= Help! I'm Trapped... =

Series of 17 children's books

Help! I'm Trapped... is a series of 17 books written by Todd Strasser, published by Scholastic Press. With worldwide sales of over 10 million copies, the plots mainly center around a group of children and a machine that has the power to switch bodies.

The first of the series, Help! I'm Trapped in My Teacher's Body, was published in 1993.

==Characters==
- Jake Sherman – The protagonist, who constantly switches bodies due to accidents or pure selfishness. Although lacking good integrity, he is shown to make the right choices when necessary.
- Josh Hopka – One of Jake's best friends. Mischievous and facetious, he always sticks by Jake's side.
- Andy Kent – Jake's other best friend. Shown to be bit scatterbrained. Like Josh, he hangs out with Jake whenever necessary.
- Jessica Sherman- Jake's older sister. Known to disapprove against using the DITS, she tries helping Jake whenever he's in trouble.

==Books==

| # | Title | Original published date | ISBN |
| 01 | Help! I'm Trapped in My Teacher's Body | September 1993 | 0-590-67292-4 |
When twelve-year-old Jake discovers that he and the dorkiest teacher in school, Mr. Dirksen, have switched bodies, he enlists the aid of his skeptical sister, Jessica, to help him set things right.
| 02 | Help! I'm Trapped in the First Day of School | September 19, 1994 | 0-590-48647-0 |
Plotting plenty of tricks for the new school year, Jake Sherman thinks he will rule the eighth grade, until he discovers that he has to relive the first day over and over again, and makes each day zanier than the last.
| 03 | Help! I'm Trapped in Obedience School | September 1995 | 0-590-97514-5 |
When Jake Sherman shows off a really weird machine to his pals, it accidentally goes off, turning his best friend into man's best friend: the Sherman family dog. Can Jake turn Andy back into a human? Or will he have to ship his best friend off to obedience school--for life?
| 04 | Help! I'm Trapped in My Gym Teacher's Body | January 1996 | 0-590-67987-2 |
A freak accident causes Jake Sherman to switch bodies with Mr. Braun, the muscle-bound gym teacher, and Jake is challenged to find a way out of his bizarre dilemma.
| 05 | Help! I'm Trapped in the President's Body | 1996 | 0-590-92166-5 |
When the president of the United States visits Jake Sherman's school, a crazy mistake involving a body switching machine turns Jake into a very reluctant commander-in-chief.
| 06 | Help! I'm Trapped in My Sister's Body | January 1997 | 0-590-92166-5 |
With his on-line pal Sumi coming for a visit, Jake Sherman, worried because he has led her to believe that he is a star athlete, exchanges bodies with the only athlete in the family, his sister, Jessica.
| 07 | Help!

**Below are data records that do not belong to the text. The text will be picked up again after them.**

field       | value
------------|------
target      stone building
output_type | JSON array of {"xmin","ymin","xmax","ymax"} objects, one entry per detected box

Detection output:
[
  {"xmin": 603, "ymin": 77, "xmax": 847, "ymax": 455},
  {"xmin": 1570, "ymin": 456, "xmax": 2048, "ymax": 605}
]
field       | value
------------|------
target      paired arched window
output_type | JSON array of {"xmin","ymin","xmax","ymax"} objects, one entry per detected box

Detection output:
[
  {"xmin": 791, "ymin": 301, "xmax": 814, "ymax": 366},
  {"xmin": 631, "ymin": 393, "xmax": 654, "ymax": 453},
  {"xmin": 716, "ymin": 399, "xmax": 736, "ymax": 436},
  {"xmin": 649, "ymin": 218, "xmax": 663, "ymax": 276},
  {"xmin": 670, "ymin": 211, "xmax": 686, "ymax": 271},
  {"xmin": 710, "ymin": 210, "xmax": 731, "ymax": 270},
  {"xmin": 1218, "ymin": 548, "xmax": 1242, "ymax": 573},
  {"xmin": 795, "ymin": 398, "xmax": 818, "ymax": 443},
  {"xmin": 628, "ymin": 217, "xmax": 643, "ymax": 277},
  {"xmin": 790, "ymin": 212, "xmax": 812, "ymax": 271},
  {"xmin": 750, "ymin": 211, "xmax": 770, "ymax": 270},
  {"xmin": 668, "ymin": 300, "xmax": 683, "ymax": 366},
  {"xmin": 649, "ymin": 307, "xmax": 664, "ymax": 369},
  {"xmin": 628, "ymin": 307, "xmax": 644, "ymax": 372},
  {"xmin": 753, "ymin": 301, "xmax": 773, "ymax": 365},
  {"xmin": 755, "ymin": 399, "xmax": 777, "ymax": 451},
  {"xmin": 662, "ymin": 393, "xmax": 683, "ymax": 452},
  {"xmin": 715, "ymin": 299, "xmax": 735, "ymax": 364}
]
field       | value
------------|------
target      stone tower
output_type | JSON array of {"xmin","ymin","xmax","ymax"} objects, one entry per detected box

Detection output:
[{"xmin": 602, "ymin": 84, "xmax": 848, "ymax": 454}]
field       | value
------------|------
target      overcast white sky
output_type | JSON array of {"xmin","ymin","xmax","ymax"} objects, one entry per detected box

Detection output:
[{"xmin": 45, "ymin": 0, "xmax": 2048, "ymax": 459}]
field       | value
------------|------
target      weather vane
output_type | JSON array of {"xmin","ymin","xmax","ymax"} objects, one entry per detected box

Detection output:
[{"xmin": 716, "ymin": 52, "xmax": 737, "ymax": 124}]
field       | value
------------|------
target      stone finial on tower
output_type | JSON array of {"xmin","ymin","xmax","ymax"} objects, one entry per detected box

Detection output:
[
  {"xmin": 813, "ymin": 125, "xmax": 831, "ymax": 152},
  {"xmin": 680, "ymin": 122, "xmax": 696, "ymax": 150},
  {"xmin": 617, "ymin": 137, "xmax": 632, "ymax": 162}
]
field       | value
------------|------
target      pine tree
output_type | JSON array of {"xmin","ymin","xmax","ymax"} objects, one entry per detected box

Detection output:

I'm Trapped in the First Day of Summer Camp | May 1997 | 0-590-02965-7 |
Jake Sherman's terrible first day at summer camp gets even worse when he discovers that he is doomed to live through it again and again.
| 08 | Help! I'm Trapped in Obedience School Again! | September 1997 | 0-590-12996-1 |
When he switches bodies with his sister's dog, Lance, Jake roots through the garbage, devours dog food, and has to put up with the affections of a little dog named Foo-Foo.
| 09 | Help! I'm Trapped in Santa's Body! | November 1997 | 0-613-07952-3 |
When Jake Sherman finds Santa Claus in his backyard, Santa, tired of the demands, the schedules, the weather at the North Pole, hands Jake an envelope, and suddenly Jake finds himself in a red suit at the mall being swarmed by small children and babies.
| 10 | Help! I'm Trapped in an Alien's Body! | March 1998 | 0-590-03215-1 |
Jake Sherman has switched bodies - again. And this time with an alien. A funny-looking alien. From a planet where aliens sit around and watching TV and eating junk food all day long. Sounds good to Jake but the alien has run off with Jake's body. Does Jake really want to be a couch potato ... forever?
| 12 | Help! I'm Trapped in My Principal's Body | September 1998 | 0-590-12072-7 |
A bully is beating up students in Jake Sherman's eighth grade class and it looks as if no one can stop him, until Jake causes his buddy Josh to switch bodies with the principal.
| 13 | Help! I'm Trapped in a Movie Star's Body | October 1998 | 0-590-97803-9 |
When a cool movie star comes to Jeffersonville to shoot a film, he jumps at the chance to change places with Jake and live like a normal kid for awhile. Soon Jake is riding around in a limo, signing autographs, and being a good actor ... maybe too good!
| 14 | Help! I'm Trapped in My Lunch Lady's Body | March 1999 | 0-590-97805-5 |
Burp It Up Middle School has some brand-new Vend-A-Lunch machines. They might put the lunch ladies out of business, but that doesn't bother Jake Sherman and his best friends. Until they switch bodies with three lunch ladies by mistake.
| 11 | Help! I'm Trapped in My Camp Counselor's Body! | July 1, 1999 | 0-590-03272-0 |
Jake Sherman is in trouble again. This time he's made a huge mistake concerning summer sleepaway camp. His best friends Andy and Josh want to kill him and now it's up to Jake to get them out of this mess especially after finding out that his back-to-nature counselor is not who he seems.
| 15 | Help! I'm Trapped in a Professional Wrestler's Body | February 2000 | 0-613-21693-8 |
When Jake and his friends land ringside seats for Wrestle Insanity, Andy foolishly switches bodies with Brainiac Bloom just before the match begins, and it's up to Jake to save him from Neutron Newman, the Human Bomb.
| 16 | Help! I'm Trapped in a Vampire's Body | October 1, 2000 | 0-439-21034-8 |
At first it seems that there will be no bad effects when the intelligence transfer equipment malfunctions near Vlad, the night-shift custodian, until the night of Jake's Halloween party, when Jake finds himself slowly turning into a vampire.
| 17 | Help! I'm Trapped in a Supermodel's Body | February 2001 | 0-439-21035-6 |
By winning a contest, Jake Sherman lands a job as supermodel Lanny Shanks' personal assistant, but when Jake accidentally activates the DITS, he must ward off the advances of Principal Blanco.